Leemos por placer, y leer es un placer difícil. La lectura es una vivencia, dijo Ortega y Gasset, el mismo que reconoció como un género literario también la traducción. Nos deleitamos en horas robadas al sueño, y en todos los libros del mundo, en su Eros y en su Tánatos, en las enemistades que el anti filosofo predijo al libro, como en las nuestras, nosotros los seres humanos. Leemos hasta el fin del mundo.

“Saber de no’ eser gnente / Xé scominziar a amar”

Giacomo Noventa

Belleza o esplendido fracaso, como sugirió Faulkner, la literatura crea el evento entre el autor y el lector, hay el don porque encontramos lo que buscamos: los fragmentos de nuestra autobiografía, independientemente del contexto, el surco y la sombra de las palabras, el don de un secreto. Cuando leemos una novela recibimos “la falsa moneda” de Baudelaire. Mientras Baudelaire nunca estuvo presente. Se escribe sin conocer gratitud o fama, nunca se escribe por eso, se miente y se espera en el nacimiento del lector que paga con la muerte del autor. Hasta el último lector.

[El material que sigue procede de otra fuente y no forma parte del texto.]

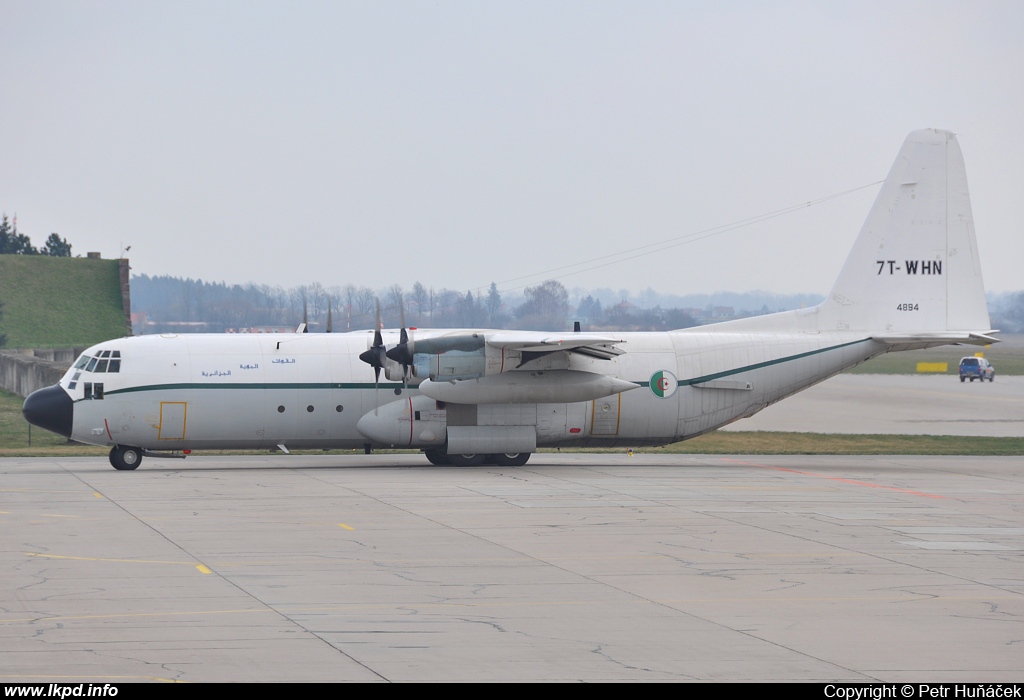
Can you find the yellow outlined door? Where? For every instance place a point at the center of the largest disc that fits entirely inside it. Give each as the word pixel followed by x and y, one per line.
pixel 172 421
pixel 604 419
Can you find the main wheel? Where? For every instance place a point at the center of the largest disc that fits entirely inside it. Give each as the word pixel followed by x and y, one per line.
pixel 515 460
pixel 125 458
pixel 436 456
pixel 467 460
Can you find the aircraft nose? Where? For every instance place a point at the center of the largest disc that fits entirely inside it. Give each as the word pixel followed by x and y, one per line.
pixel 51 408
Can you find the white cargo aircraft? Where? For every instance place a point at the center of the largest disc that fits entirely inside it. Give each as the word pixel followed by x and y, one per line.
pixel 465 397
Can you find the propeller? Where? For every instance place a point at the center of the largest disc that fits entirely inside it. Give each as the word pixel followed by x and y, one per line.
pixel 402 353
pixel 376 356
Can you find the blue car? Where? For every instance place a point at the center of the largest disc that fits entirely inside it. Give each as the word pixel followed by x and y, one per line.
pixel 977 367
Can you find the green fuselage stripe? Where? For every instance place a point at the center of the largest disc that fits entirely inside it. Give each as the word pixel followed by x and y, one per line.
pixel 392 386
pixel 768 363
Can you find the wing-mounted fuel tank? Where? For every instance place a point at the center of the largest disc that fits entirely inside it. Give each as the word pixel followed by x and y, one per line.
pixel 461 355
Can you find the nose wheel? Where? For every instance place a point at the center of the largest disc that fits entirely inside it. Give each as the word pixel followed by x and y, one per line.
pixel 125 458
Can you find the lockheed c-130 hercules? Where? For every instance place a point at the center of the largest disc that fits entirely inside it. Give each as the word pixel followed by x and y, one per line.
pixel 465 397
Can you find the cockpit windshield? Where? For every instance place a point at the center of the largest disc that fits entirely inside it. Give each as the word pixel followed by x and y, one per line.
pixel 103 361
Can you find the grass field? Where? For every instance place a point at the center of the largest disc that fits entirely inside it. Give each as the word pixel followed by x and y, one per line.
pixel 59 302
pixel 14 442
pixel 1007 356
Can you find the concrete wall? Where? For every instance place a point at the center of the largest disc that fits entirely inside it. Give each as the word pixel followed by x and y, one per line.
pixel 22 372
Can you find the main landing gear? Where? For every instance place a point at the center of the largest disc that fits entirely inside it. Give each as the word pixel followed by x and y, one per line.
pixel 436 456
pixel 125 458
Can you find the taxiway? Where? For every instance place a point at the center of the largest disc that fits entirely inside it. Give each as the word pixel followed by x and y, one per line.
pixel 577 567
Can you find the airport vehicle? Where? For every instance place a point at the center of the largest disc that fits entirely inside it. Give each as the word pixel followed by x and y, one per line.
pixel 976 367
pixel 912 280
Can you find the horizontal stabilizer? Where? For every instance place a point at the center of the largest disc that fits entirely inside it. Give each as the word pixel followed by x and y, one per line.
pixel 916 341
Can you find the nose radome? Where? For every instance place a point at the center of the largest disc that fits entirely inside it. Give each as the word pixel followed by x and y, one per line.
pixel 51 408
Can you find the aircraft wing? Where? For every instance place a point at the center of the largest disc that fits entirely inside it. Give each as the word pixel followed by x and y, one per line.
pixel 601 347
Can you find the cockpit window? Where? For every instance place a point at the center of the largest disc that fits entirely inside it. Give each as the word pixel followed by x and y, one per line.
pixel 104 361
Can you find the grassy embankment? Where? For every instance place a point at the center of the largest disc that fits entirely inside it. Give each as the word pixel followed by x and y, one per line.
pixel 1007 356
pixel 14 442
pixel 59 302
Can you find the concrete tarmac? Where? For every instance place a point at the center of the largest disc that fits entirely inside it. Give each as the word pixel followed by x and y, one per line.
pixel 577 567
pixel 899 404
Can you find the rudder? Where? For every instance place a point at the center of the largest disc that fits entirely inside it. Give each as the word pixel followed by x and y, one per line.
pixel 914 266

“La gratitud es el único secreto que no puede revelarse por sí mismo”

Emily Dickinson

Todo parece acercarse a su fin, el cansancio de aquellos heterónimos de Pessoa, en sus mascaras y en sus ausencias y en la narración sin verdad -que nos traía la épica de la oralidad- y que presume sabiduría. La narración de Toni Morrison en tardes bochornosas, de sus ancestros bajo aquel árbol de mango que es mito y genealogía, es la belleza de Chinua Achebe en testimoniar todo lo que iba desapareciendo. Dejando que la narración sea la guía y sea el tema, escuchar y escuchar, la palabra en su musicalidad, y la musicalidad en el encanto de la palabra.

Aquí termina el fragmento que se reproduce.